Monday, October 6, 2008

The Death of the Yearbook

The Charleston Post and Courier reported today that the “College of Charleston closed the door on its yearbook, The Comet, this past spring because of waning interest from students” replaced by the immediateness of MySpace and Facebook.

And so with the announcement of the passing of the College of Charleston’s yearbook preceded in death by the University of South Carolina’s yearbook, it is fitting that I mourn the death of the printed yearbook.

I read the news today oh boy
About a lucky man who made the grade
And though the news was rather sad
Well I just had to laugh
I saw the photograph….

And with those words my high school year book took shape. The final cut on the Beatles 1967 album “Sgt.

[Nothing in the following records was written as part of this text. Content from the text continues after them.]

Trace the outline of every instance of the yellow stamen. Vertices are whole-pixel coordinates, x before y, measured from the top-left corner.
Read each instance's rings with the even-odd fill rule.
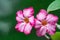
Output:
[[[46,20],[43,20],[43,21],[42,21],[42,25],[45,26],[46,24],[47,24],[47,21],[46,21]]]
[[[28,23],[28,22],[29,22],[29,19],[28,19],[28,18],[25,18],[24,21],[25,21],[26,23]]]

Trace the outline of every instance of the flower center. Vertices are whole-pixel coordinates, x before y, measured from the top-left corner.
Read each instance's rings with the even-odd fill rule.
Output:
[[[29,22],[29,19],[28,19],[28,18],[25,18],[24,21],[25,21],[26,23],[28,23],[28,22]]]
[[[46,21],[46,20],[43,20],[43,21],[42,21],[42,25],[45,26],[46,24],[47,24],[47,21]]]

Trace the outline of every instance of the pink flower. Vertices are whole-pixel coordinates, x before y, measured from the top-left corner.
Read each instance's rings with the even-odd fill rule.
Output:
[[[26,8],[23,11],[17,11],[16,20],[18,24],[15,29],[25,34],[30,34],[32,27],[34,26],[34,10],[32,7]]]
[[[35,19],[37,36],[44,36],[46,33],[53,35],[56,31],[58,17],[48,14],[44,9],[40,10]]]

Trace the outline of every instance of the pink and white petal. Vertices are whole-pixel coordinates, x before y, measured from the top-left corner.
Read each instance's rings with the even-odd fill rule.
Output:
[[[15,27],[19,32],[23,32],[26,23],[18,23]]]
[[[41,22],[35,19],[35,28],[40,28],[40,27],[41,27]]]
[[[47,30],[56,31],[56,25],[47,24]]]
[[[56,31],[56,25],[50,25],[48,24],[47,25],[47,32],[50,34],[50,35],[53,35]]]
[[[34,26],[34,16],[31,16],[31,17],[29,18],[29,22]]]
[[[48,34],[54,35],[55,34],[55,31],[48,30]]]
[[[16,16],[16,20],[17,20],[18,22],[22,22],[22,21],[23,21],[23,19],[21,19],[21,18],[18,17],[18,16]]]
[[[24,17],[23,17],[23,12],[22,12],[21,10],[17,11],[16,14],[17,14],[17,16],[18,16],[19,18],[22,18],[22,19],[24,18]]]
[[[44,20],[46,18],[47,12],[45,10],[40,10],[40,12],[37,14],[38,20]]]
[[[33,10],[32,7],[26,8],[26,9],[23,10],[23,14],[24,14],[25,17],[30,17],[34,14],[34,10]]]
[[[44,36],[46,34],[46,27],[41,27],[39,30],[37,30],[37,36]]]
[[[28,34],[30,34],[31,30],[32,30],[32,26],[30,25],[30,23],[26,24],[26,26],[24,28],[24,33],[26,35],[28,35]]]
[[[58,17],[57,16],[54,16],[52,14],[48,14],[46,20],[48,22],[57,22],[58,21]]]

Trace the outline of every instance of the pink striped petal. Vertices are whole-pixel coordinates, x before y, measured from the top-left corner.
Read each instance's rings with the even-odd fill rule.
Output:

Pepper's Lonely Hearts Club Band” became the standard by which a vast collection of color photographs were laid out and arranged over the course of many weeks in the early spring of 1972.

Photobucket

The class of 72 yearbook would shock the faculty and stand the year book printing company on their collective heads.

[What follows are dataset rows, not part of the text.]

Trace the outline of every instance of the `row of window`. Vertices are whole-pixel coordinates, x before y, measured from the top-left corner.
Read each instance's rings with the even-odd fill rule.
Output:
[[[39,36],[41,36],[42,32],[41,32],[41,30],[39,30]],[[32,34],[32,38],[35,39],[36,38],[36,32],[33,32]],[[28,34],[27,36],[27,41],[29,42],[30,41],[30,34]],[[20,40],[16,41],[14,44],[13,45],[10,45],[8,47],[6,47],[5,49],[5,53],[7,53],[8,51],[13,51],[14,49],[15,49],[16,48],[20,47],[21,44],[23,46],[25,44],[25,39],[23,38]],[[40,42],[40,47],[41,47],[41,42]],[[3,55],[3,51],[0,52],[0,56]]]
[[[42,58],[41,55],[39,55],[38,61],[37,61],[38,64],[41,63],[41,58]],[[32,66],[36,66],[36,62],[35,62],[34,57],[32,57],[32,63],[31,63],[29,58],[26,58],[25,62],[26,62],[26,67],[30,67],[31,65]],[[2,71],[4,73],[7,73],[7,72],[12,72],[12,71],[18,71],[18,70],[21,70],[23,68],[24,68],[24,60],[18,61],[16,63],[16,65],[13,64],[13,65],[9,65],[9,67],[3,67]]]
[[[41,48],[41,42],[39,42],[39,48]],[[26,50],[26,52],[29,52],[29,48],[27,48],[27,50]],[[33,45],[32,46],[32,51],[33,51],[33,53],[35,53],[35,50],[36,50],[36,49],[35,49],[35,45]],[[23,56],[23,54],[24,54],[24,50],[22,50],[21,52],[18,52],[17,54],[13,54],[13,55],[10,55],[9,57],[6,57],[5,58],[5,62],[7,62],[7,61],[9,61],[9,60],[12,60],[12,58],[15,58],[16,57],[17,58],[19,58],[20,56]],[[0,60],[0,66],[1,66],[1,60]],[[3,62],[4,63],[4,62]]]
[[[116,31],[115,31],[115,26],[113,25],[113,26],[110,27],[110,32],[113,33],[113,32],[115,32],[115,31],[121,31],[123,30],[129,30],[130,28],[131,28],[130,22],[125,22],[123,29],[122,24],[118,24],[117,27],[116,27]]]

Every year since time began the 2000 or so copies of the stolid black and gold embossed yearbooks called the “Talon” (the school mascot was a falcon) were shipped to my high school. All of the photos in the year book were black and white with color reserved only for the senior portraits. Portraits, that were more like mug shots. I knew these people and they all, well most of them, were more fun than that!

But in 1972 the world was different, color was everywhere and thanks to John Lennon it would be the year that shook the establishment to its foundation. The Talon became the “Yellow Submarine” because the 1972 yearbook was Yellow. Bright in your face yellow, with color on every page except the sponsor ad pages in the back.

A decade ago the death of the hand written letter was noted. The telegraph died only a few years ago, the text message of its day was all the rage in 1942. The yearbook is not just a message, its a narration of small events that changed our lives, depicted in yearbooks, to turn the pages is to touch each life in a small way.

I understand the embrace of technology, but to abandon the yearbook all together is fundamentally wrong. Facebook and MySpace are hardly permanent reminders of that temporary feeling known as college or high school. The past is hard enough to remember let alone keep in chronological order.

The following year the “Talon” would return to its more formal design, due mostly to parental outrage. That one year stands out amongst the year books on my shelf, surrounded by dull grey, deep dark red and three years of the Talon in gloss black.

The class of 1972 still rocks!

3 comments:

Anonymous said...

Cedar
I wish I had ordered a copy of my HS year book for my senior year - didn’t seem important at the time, but would have been useful later in looking up old friends and class mates. (Moultrie HS, class 1959). I think it only works when schools are small and most everyone knows each other.
Neponset

Anonymous said...

I just read this and have to say OMG you are so right.

Anonymous said...

I just read this and have to say OMG you are so right.